Hood Hill is a small peak on the western side of the Hambleton Hills in North Yorkshire. The hill is 252 m high, and is a layer of Coralline Oolite on top of sandstone. The hill is noted for being conically-shaped, and being part of the view westwards from Sutton Bank.

== Description ==
Hood Hill, which is just to the west of Sutton Bank, and some 7 mi east of Thirsk, is 252 m at its highest point, and the cap slopes gently to the south towards Thirkleby and Carlton Husthwaite. Kilburn Beck rises on its southern flank. The small valley between Roulston Scar and Hood Hill (on the eastern side of the hill), was carved by ice and meltwater streams during the Ice-Age. It is thought that both Hood Beck and Hood Grange (known as Hode in the 12th century), are named after the adjacent Hood Hill. The name derives from the Old English hōd – a hood-shaped hill.

The conical-shaped cap of Hood Hill is a layer of Coralline Oolite; an oolitic limestone which also makes up the cliffs of Boltby Scar, Roulston Scar and Whitestonecliff. The oolite can be up to 60 ft thick in places, and the harder sandstone underneath the cap was quarried for use locally in building and for walling stone. It is thought that the top of the hill would have protruded above the ice sheet as a Nunatak. Hood Hill is part of the west-facing escarpment of the Hambleton Hills that overlooks the Vale of York. The area was afforested by the Forestry Commission in the 1950s.

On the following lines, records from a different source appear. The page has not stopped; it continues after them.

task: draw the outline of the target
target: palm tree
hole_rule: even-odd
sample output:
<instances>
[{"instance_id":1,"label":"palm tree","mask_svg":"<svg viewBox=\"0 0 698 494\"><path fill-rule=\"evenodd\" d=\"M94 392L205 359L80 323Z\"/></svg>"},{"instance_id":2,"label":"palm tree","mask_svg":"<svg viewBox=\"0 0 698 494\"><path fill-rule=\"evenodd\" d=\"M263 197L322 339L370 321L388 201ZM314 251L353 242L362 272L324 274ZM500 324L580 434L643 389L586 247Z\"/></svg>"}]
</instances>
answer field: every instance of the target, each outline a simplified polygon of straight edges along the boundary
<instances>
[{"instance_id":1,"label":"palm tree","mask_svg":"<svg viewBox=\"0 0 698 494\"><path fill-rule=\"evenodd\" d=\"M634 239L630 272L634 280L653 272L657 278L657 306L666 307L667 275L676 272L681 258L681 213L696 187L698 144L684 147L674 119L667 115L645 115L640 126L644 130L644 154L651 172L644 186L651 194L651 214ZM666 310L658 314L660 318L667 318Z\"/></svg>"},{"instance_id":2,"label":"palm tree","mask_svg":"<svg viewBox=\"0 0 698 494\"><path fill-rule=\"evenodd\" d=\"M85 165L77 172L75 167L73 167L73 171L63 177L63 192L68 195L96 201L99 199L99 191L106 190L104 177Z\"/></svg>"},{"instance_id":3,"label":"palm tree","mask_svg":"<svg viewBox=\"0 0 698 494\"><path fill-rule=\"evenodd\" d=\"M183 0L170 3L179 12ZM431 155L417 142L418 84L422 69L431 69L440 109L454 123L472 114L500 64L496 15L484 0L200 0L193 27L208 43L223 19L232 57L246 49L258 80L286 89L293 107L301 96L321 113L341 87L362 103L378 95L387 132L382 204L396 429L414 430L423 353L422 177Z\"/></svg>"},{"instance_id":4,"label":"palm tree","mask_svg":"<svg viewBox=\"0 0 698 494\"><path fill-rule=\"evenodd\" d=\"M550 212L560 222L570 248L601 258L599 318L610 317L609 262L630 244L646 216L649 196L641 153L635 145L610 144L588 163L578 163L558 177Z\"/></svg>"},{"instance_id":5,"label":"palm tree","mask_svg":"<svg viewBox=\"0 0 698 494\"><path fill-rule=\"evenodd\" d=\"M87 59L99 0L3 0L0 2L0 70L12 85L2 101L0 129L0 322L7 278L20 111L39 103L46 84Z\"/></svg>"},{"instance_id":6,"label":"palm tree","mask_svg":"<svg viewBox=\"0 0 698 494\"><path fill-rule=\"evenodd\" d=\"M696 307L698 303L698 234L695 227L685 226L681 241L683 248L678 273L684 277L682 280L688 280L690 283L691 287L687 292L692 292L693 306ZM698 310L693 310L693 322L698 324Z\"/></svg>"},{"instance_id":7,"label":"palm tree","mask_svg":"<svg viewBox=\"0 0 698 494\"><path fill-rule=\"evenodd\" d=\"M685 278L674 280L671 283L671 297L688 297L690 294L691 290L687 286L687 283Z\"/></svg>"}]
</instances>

It has been suggested that a stone on the top of the hill is one formerly used by druids, with some writers suggesting human sacrifice. There is evidence of dykes, trenches and other earthworks from the Romano-British period. Hood Castle, a motte and bailey structure, was believed to have been built by Roger de Stuteville in the 12th century; a document records that Henry II sent 300 soldiers to Hood Castle to help rout bandits in the area around Hood Hill. A licence to crenellate was awarded in 1264, but it was last mentioned in 1322. The site is now a scheduled monument.

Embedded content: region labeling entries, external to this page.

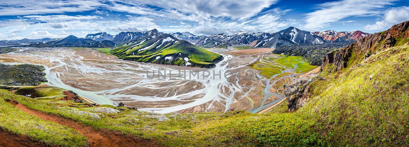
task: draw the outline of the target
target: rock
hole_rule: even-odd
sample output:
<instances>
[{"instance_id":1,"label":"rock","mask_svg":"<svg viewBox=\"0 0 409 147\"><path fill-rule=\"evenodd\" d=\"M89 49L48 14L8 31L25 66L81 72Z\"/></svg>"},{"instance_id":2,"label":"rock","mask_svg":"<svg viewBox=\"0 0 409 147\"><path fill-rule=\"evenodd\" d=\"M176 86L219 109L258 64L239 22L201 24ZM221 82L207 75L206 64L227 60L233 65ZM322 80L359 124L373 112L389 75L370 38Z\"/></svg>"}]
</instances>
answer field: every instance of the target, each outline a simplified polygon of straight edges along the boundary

Veterinary surgeon and author, James Herriott described the view from Sutton Bank across Gormire Lake and Hood Hill as the "finest in England".

== Aircraft crashes ==
There have been two aircraft crashes on the hill:
- 5 May 1943 – Halifax JD105 was returning from a bombing raid over Dortmund in the Second World War, crashing into the hill during thick fog, killing five of the eight crew. After the initial bombing run over Germany, one of the crew members stated that he felt ill, and so the pilot reduced the height possibly due to suspected hypoxia in the crew member. Engine trouble was also thought to be an issue.
- 21 September 1954 – A Sabre (XD733) of No. 92 Squadron based at RAF Linton-on-Ouse crashed almost vertically into the hill.

A memorial to both crashes has been placed on the hill. In 2009, a report in the York Press stated that military souvenir hunters were using metal detectors to salvage equipment from the Sabre crash site. People were warned that the pilots remains are still on the hill, and that the site was protected by the Protection of Military Remains Act.